1. A aprovação da Emenda Constitucional nº 66/2010, ao dar nova redação ao § 6º do art. 226 da Constituição Federal, que dispõe sobre a dissolubilidade do casamento civil pelo divórcio, não enseja automática revogação da legislação infraconstitucional que disciplina a dissolução da sociedade e do vínculo conjugal. Para que isso ocorra, indispensável seja modificado o Código Civil, que, por ora, preserva em pleno vigor os dispositivos atinentes à separação judicial e ao divórcio. Inteligência do art. 2º, § 1º, da Lei de Introdução ao Código Civil (Decreto-Lei nº 4.657/42).

2. E mais, mesmo estando o pleito formulado com base em separação fática por tempo superior a cinco anos, e não tendo a contestação ofertada atacado esse ponto, por esse motivo também não caberia acolher o pleito, pois a contestação foi ofertada por curador especial, nomeado ao réu revel citado por edital. A contestação por negativa geral, nessas condições, carrega ao autor o ônus de produzir provas do alegado, afastando qualquer efeito da revelia, que, no caso, nem cabe cogitar, por se tratar de ação de estado.

ACÓRDÃO

Vistos, relatados e discutidos os autos.

Acordam os Desembargadores integrantes da Oitava Câmara Cível do Tribunal de Justiça do Estado,

por maioria, vencido o Relator, em dar provimento à apelação.

Custas na forma da lei.

Participou do julgamento, além dos signatários, o eminente Senhor

Des. Alzir Felippe Schmitz.

Porto Alegre, 24 de fevereiro de 2011.

DES. LUIZ ARI AZAMBUJA RAMOS,

Presidente e Relator.

DES. LUIZ FELIPE BRASIL SANTOS,

Revisor e Redator.

RELATÓRIO

Des. Luiz Ari Azambuja Ramos (PRESIDENTE E RELATOR)

Trata-se de apelação interposta pelo Ministério Público, de sentença da MMª. Juíza de Direito da 3ª Vara Cível da comarca de Erechim, especializada em Direito de Família, que deu pela procedência de ação de divórcio litigioso manejada por FLÁVIA S. K contra JOSÉ FRANCISCO k.

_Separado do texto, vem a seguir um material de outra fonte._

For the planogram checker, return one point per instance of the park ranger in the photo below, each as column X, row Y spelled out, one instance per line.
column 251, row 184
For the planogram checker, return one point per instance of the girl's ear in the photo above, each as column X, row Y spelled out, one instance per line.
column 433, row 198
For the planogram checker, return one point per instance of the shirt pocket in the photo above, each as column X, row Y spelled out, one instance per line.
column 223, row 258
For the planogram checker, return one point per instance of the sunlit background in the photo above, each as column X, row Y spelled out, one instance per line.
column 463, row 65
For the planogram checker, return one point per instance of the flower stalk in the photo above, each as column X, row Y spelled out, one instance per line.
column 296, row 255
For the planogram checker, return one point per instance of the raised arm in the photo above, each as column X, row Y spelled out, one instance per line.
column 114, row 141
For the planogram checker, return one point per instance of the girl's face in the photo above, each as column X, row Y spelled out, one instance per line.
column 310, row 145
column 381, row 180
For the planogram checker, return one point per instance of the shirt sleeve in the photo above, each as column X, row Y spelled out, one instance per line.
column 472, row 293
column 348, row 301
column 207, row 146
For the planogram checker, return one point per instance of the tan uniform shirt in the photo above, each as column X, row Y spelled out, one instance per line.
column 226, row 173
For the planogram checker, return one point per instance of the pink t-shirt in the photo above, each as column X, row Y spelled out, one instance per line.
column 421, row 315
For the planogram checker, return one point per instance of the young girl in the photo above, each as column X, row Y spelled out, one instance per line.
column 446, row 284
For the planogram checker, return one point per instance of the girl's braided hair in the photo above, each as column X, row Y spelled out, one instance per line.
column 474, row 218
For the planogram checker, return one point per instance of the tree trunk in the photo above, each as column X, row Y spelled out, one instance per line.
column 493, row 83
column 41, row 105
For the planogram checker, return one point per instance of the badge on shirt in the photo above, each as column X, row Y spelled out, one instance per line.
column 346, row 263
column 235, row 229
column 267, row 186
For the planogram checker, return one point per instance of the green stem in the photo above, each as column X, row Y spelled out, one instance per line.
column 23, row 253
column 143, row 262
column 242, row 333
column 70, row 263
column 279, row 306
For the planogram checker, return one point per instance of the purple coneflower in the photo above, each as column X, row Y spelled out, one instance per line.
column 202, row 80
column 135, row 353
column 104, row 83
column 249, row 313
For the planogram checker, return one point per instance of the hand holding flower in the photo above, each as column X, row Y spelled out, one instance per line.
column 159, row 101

Insurge-se o recorrente, em síntese, com a conclusão da sentença dando pela eficácia plena da EC 66/10, que modificou o art. 226, § 6º, da CF, no entendimento de que se contrapõe à regra do Código Civil, inserta no art. 1.580, § 2º. Assim, assevera necessitar de complementação, de modo que a dispensa do lapso temporal de separação apenas pode ser admitido havendo consenso entre as partes.

Apresentadas contrarrazões por ambas as partes, sobem os autos a esta instância.

A Drª. Procuradora de Justiça, emitindo parecer, opina pelo desprovimento do apelo.

Observado o disposto nos artigos 549, 551 e 552 do CPC, tendo em vista a adoção do sistema informatizado.

É o relatório.

VOTOS

Des. Luiz Ari Azambuja Ramos (PRESIDENTE E RELATOR)

Eminentes colegas. A ação de divórcio litigioso foi promovida em fevereiro do ano de 2010, portanto antes da vigência da EC 66, de 14.7.10, que modificou o art. 226, § 6º, da CF.

A sentença apenas teve em mente a inexigência do lapso temporal de separação para decretar o divórcio, sem nem mesmo considerar o prazo de cinco anos de separação de fato do casal, alegada na inicial, sem contestação.

O fundamento da sentença efetivamente enfoca tema controvertido, como adverte o apelo do Ministério Público.

Na verdade, parece mesmo que a separação judicial não desapareceu do ordenamento jurídico com a referida EC, que deu nova redação ao art. 226, § 3º, da CF, mas não é bem essa a questão.

Teve a virtude, porém, de eliminar a necessidade do transcurso de prazo para o divórcio, podendo agora ser requerido de forma direta, sem o lapso mínimo de um ano, a contar da separação judicial, ou de dois anos, no caso de separação de fato do casal.

A matéria efetivamente não resta pacificada, ainda estando em sedimentação, encontrando-se bons argumentos num e noutro sentido, no que respeita à vigência imediata da alteração preconizada.

Tal como suscita o recorrente, com apoio em abalizada posição conceitual, aliás também seguida pela Câmara em recente pronunciamento, que foi o primeiro sobre o tema.

Estou em divergir, entretanto, no entendimento de que a alteração constitucional, limitada à questão intertemporal, não apenas abriu espaço preparatório à legislação ordinária, no sentido de eliminar o requisito da prévia separação, mas já o fez com eficácia plena e imediata.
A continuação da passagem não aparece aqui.